Half of the budget cuts are directed at the military, which has a commanding presence in the region. In addition to the Washington Navy Yard, the Pentagon is headquartered in Arlington, Va.; Fort Belvoir in Fairfax County; Fort Myer in Arlington County; and Quantico Marine Corps Base in Prince William County, among others.
And yet, the greatest pain from the cuts is likely to be felt not by the civilian military workforce, but employees for the numerous private systems-management and IT-consultant contractors that have popped up around the Pentagon during a decade of military buildup and security spending following the Sept. 11 terrorist attacks.
Even before the cuts went into effect, uncertainty about future funding prompted the government to scale back from $50 million to $5 million a contract it had awarded to Springfield, Va.-based Strategy and Management Services Inc., said company founder and CEO Staci Redmon.
Redmon's workforce has grown over the past five years to 120 employees and she is hopeful federal budget cuts won't reverse the trend.
"It's personal to me," she said. "I have employees who have families to feed."
One of the best ways to measure just how big a hit the region will take might be to head to the Metro, the nation's second-largest subway system.
If you can grab a parking spot at 8:30 a.m. at the East Falls Church Metro station in northern Virginia, or wedge yourself onto a train at Metro Center downtown during the afternoon rush without sucking in your gut, you'll know economic activity is slowing down a bit.
During rush hour, about 40 percent of the system's riders are federal workers, said spokesman Dan Stessel, who, in a recent meeting with Metro board members, estimated that a 1 percent drop in ridership would translate into $7.8 million in lost revenue.
The Metro could lose out on $10 million in fare revenue if the federal-worker furloughs take effect, he said.
The subway also is facing the loss of a separate $12 million federal subsidy.
Much harder to gauge are the trickle-down effects of the budget cuts on the small businesses that serve the federal workers.
At Uptown Cleaners, just a short walk from the Pentagon and all the military contractors that surround it, Marine uniforms are among the garments hanging from a rack. But employee Kris Yoon was unconcerned as she took a brief break from hemming a pair of slacks.
The government has gone through repeated budget scares during the four years Uptown Cleaners has been in business there, she noted, but people still need clean clothes.
"We're always steady here," she said.
Down the street at Epic Smokehouse, bartender David Holmgren said he didn't know what to expect. The bulk of the lunch rush is made up of government workers from the Transportation Security Administration and Pentagon ? but at dinner time, "it's really people in the neighborhood, and it's a wealthy neighborhood, so I don't see them being impacted too much," Holmgren said.

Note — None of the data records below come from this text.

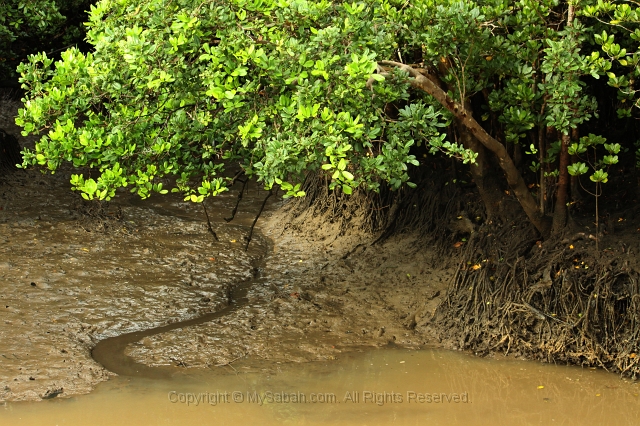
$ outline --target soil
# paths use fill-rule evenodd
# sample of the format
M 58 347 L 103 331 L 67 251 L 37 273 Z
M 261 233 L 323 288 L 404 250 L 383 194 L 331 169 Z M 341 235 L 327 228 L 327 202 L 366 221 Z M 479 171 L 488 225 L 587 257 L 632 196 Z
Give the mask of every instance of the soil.
M 0 121 L 32 146 L 6 119 L 18 106 L 5 102 Z M 272 197 L 245 252 L 264 198 L 251 185 L 229 224 L 239 187 L 208 205 L 216 241 L 199 205 L 126 192 L 89 203 L 70 191 L 71 173 L 0 175 L 0 401 L 90 392 L 112 374 L 91 357 L 98 341 L 220 310 L 256 272 L 245 306 L 145 337 L 127 355 L 176 371 L 236 361 L 264 369 L 428 342 L 416 324 L 433 313 L 452 271 L 423 242 L 398 236 L 369 247 L 372 235 L 338 238 L 320 217 L 287 229 L 289 213 Z
M 0 400 L 86 393 L 110 373 L 91 358 L 106 337 L 216 311 L 260 267 L 249 303 L 214 322 L 144 338 L 127 355 L 150 366 L 202 368 L 247 359 L 334 359 L 362 346 L 426 343 L 415 326 L 444 294 L 450 272 L 407 238 L 322 239 L 283 231 L 269 206 L 248 252 L 241 244 L 263 194 L 249 190 L 232 224 L 231 192 L 209 208 L 126 194 L 108 208 L 67 189 L 68 173 L 20 171 L 0 181 Z M 224 224 L 224 225 L 223 225 Z M 318 226 L 320 227 L 320 226 Z M 326 234 L 324 234 L 326 235 Z M 269 247 L 271 246 L 271 247 Z M 354 247 L 357 250 L 345 258 Z
M 3 125 L 17 134 L 10 123 Z M 23 146 L 33 143 L 19 141 Z M 452 317 L 458 311 L 450 309 L 442 319 L 443 306 L 467 303 L 461 290 L 475 271 L 484 274 L 483 282 L 494 281 L 487 271 L 497 261 L 491 257 L 495 253 L 477 247 L 495 248 L 495 240 L 488 240 L 491 231 L 478 231 L 467 216 L 458 219 L 469 226 L 448 230 L 448 249 L 443 251 L 442 236 L 424 233 L 394 232 L 378 241 L 379 235 L 355 226 L 362 217 L 352 217 L 353 226 L 345 228 L 344 222 L 333 223 L 326 215 L 307 214 L 304 226 L 292 226 L 296 210 L 272 197 L 245 251 L 249 226 L 265 197 L 257 185 L 246 189 L 229 223 L 224 218 L 240 186 L 209 202 L 216 240 L 200 205 L 175 196 L 143 202 L 126 192 L 111 203 L 84 202 L 69 190 L 71 172 L 0 175 L 0 402 L 90 392 L 113 374 L 91 356 L 98 341 L 220 311 L 241 283 L 251 284 L 246 304 L 210 322 L 144 337 L 127 346 L 126 354 L 138 363 L 180 372 L 226 371 L 239 365 L 268 370 L 282 362 L 331 360 L 363 346 L 390 344 L 475 351 L 479 345 L 469 339 L 472 332 L 452 321 L 473 325 L 473 337 L 484 339 L 484 347 L 509 351 L 493 344 L 503 335 L 478 332 L 495 317 L 477 321 L 480 316 L 468 315 L 468 304 L 459 317 Z M 471 202 L 466 204 L 473 210 Z M 558 253 L 559 245 L 566 246 L 563 259 L 578 252 L 582 257 L 578 264 L 569 259 L 568 266 L 554 266 L 552 272 L 559 276 L 561 269 L 584 269 L 580 262 L 591 262 L 586 254 L 594 252 L 595 242 L 589 237 L 594 230 L 583 222 L 584 235 L 567 241 L 535 244 L 514 238 L 515 252 L 522 246 Z M 610 214 L 607 226 L 599 240 L 605 254 L 637 271 L 637 215 Z M 500 232 L 515 233 L 516 228 L 518 224 L 505 224 Z M 462 256 L 456 251 L 464 253 L 466 262 L 459 263 Z M 543 276 L 543 271 L 526 268 L 523 273 L 534 280 Z M 517 281 L 515 276 L 511 280 Z M 447 293 L 451 288 L 457 292 L 453 299 Z M 548 300 L 544 291 L 535 296 Z M 490 306 L 484 299 L 474 303 Z M 537 330 L 532 315 L 549 322 L 533 309 L 528 316 L 517 314 L 525 323 L 519 330 Z M 432 322 L 438 313 L 440 322 Z M 501 342 L 511 344 L 511 339 Z M 485 349 L 481 353 L 491 353 Z M 518 355 L 536 357 L 537 350 Z M 637 363 L 635 352 L 625 350 L 623 355 L 635 360 L 631 364 Z M 580 362 L 583 355 L 566 360 Z

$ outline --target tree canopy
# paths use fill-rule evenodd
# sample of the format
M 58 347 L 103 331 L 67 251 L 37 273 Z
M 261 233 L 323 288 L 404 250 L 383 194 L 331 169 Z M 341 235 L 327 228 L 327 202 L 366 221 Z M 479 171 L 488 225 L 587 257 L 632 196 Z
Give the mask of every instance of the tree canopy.
M 570 176 L 598 191 L 635 150 L 580 129 L 602 102 L 635 114 L 638 20 L 602 0 L 102 0 L 91 52 L 19 67 L 17 123 L 41 135 L 23 167 L 89 166 L 71 180 L 87 199 L 146 198 L 175 176 L 201 202 L 229 167 L 285 196 L 303 196 L 312 171 L 350 194 L 412 186 L 417 153 L 440 152 L 473 163 L 488 210 L 497 164 L 548 235 L 551 199 L 554 230 L 566 222 Z M 599 80 L 618 90 L 598 95 Z

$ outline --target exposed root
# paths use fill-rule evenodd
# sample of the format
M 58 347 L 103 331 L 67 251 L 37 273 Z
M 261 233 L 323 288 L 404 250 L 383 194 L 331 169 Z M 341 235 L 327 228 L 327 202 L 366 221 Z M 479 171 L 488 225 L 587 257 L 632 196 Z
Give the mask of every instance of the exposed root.
M 432 320 L 440 339 L 637 377 L 638 271 L 619 256 L 536 244 L 522 231 L 503 227 L 524 238 L 485 231 L 469 242 Z

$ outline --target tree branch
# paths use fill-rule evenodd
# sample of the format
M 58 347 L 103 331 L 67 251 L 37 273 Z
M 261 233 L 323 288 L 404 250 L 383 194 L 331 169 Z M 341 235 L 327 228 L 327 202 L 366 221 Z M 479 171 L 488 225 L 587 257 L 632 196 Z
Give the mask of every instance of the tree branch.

There is something else to consider: Despite the looming government presence in the region, metropolitan Washington is really no longer the monolithic, company town that it used to be.
Jerry Gordon, chairman of the Economic Development Authority for Northern Virginia's Fairfax County, said officials there have made a concerted effort over the past decade to diversify the county's economy so it does not rely so heavily on the U.S. government.
Fairfax County is now home to corporate headquarters in the automotive industry (Volkswagen AG's North American headquarters), hotels (Hilton Worldwide) and media (Gannett Co., parent of USA Today), among others.
"The toeholds in those industries levels out the draconian effects in the federal cuts," Gordon said.